Re: polredabs(,16) for quadhilbertreal

[Karim BELABAS <Karim.Belabas@math.u-psud.fr>]

On Mon, 21 Oct 2002, Igor Schein wrote:
> On Sat, Oct 19, 2002 at 06:42:20PM +0200, Bill Allombert wrote:
>> quadhilbertreal call polredabs0  via makescind via rnfpolredabs.
>>
>> Should it be possible to use polredabs(,16) to avoid hanging on the factorization ?

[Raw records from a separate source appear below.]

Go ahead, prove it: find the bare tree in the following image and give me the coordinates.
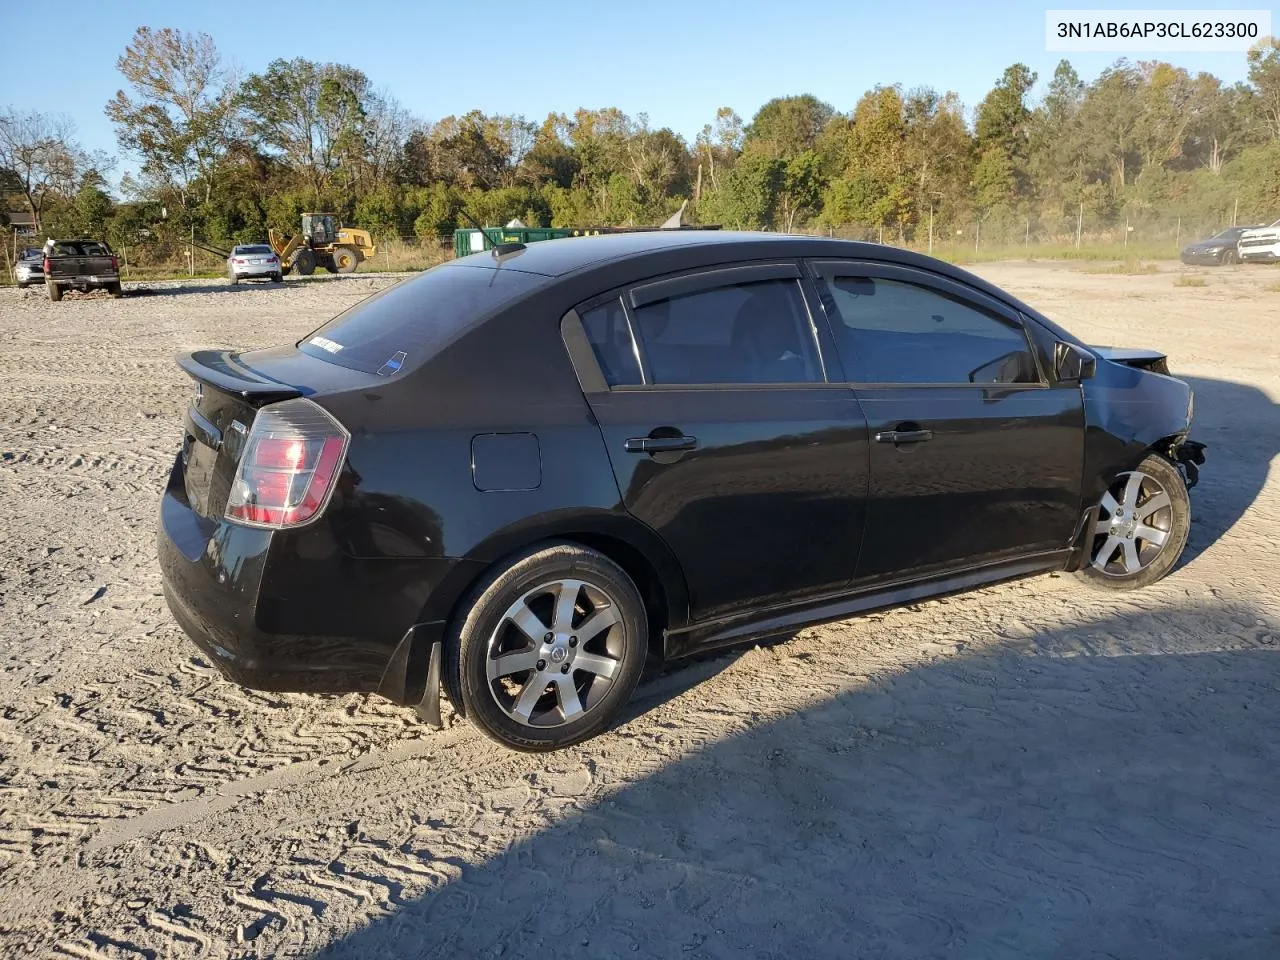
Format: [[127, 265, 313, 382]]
[[0, 109, 86, 231]]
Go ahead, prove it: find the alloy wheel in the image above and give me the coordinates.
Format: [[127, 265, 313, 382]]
[[1090, 470, 1174, 576], [485, 578, 625, 728]]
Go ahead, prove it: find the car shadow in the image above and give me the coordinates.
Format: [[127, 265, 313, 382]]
[[122, 273, 389, 297], [124, 281, 287, 297], [1177, 375, 1279, 567], [318, 602, 1280, 960]]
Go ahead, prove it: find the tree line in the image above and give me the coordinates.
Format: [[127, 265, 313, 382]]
[[3, 26, 1280, 256]]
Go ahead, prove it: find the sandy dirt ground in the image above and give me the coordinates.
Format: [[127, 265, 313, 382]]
[[0, 260, 1278, 959]]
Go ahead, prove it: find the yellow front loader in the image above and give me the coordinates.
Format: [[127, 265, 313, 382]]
[[268, 213, 376, 276]]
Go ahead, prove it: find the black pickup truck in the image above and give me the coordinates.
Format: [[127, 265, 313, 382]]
[[43, 239, 122, 301]]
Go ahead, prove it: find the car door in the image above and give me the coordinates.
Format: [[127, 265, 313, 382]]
[[806, 259, 1084, 584], [562, 261, 871, 625]]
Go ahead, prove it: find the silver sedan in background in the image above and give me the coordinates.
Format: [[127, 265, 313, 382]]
[[227, 244, 283, 284], [14, 247, 44, 288]]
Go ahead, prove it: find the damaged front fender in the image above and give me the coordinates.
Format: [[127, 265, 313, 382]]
[[1081, 351, 1201, 506]]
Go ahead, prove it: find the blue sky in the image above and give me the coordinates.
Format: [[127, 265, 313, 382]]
[[1, 0, 1261, 189]]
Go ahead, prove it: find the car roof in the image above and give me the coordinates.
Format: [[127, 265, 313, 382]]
[[439, 228, 1089, 350], [448, 229, 926, 279]]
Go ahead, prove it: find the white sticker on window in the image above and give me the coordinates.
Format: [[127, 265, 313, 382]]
[[308, 336, 344, 354]]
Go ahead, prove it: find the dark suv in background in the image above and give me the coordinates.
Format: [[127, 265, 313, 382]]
[[158, 231, 1206, 752]]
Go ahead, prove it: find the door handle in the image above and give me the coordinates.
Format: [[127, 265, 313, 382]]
[[624, 435, 698, 454], [875, 429, 933, 444]]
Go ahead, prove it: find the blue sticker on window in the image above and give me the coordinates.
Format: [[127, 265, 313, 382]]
[[376, 351, 407, 377]]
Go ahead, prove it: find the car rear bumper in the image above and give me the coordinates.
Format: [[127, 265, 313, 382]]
[[157, 454, 465, 699], [231, 263, 280, 278], [50, 275, 117, 286]]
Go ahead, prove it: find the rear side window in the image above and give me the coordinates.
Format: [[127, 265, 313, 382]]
[[630, 278, 821, 385], [817, 272, 1038, 385], [297, 264, 545, 375], [236, 245, 273, 255], [579, 298, 642, 386], [50, 242, 109, 257]]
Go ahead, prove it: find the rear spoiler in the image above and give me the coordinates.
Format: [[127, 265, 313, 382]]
[[1090, 346, 1170, 375], [175, 350, 303, 405]]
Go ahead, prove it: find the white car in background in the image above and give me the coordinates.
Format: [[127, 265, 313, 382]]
[[227, 244, 283, 284], [13, 247, 44, 287], [1236, 218, 1280, 263]]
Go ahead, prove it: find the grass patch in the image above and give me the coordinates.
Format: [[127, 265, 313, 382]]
[[923, 241, 1178, 264], [1265, 281, 1280, 293], [1174, 275, 1208, 287], [364, 238, 452, 273], [1078, 259, 1160, 276]]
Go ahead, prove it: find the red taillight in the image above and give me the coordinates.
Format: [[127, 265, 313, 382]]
[[225, 398, 349, 529], [42, 257, 50, 273], [111, 256, 119, 271]]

Yes, I have made the necessary changes [ I had not implemented the relevant
portions of rnfpolredabs ].

> Based on my experience, as of current implementation, I wouldn't want
> to see it as a default, as long as it's not a default for polredabs()
> itself.  I've see polynomials where polredabs(,16) is a noop until
> you, say, increase primelimit.  So maybe, make lazy factorization a
> default for all related functions, but leave an option to do a
> complete one with a certain flag.  Or, even make lazy factorization a
> global default().  As long as there's consistency, I have no
> problem.

I think this is irrelevant for quadhilbert. The problem with partial (lazy)
factorisation is when a "large" prime actually divides the field
discriminant. In general (assume K = Q[X]/(P)), you write disc(P) = D * f^2,
and you know that

   v_p(disc(K)) <= v_p(D) for all p, with equality if p <= factorization bound

polredabs then LLL-reduces an order of discriminant D. If D >> disc(K), you
get little or no reduction.

For quadhilbert the ramification is under control, by definition, so the
fields which arise will have smooth discriminants and the above should never
occur [ until bnrstark() is able to treat huge conductors... ].

I've added the relevant nf_PARTIALFACT flags. Any regression ?

    Karim.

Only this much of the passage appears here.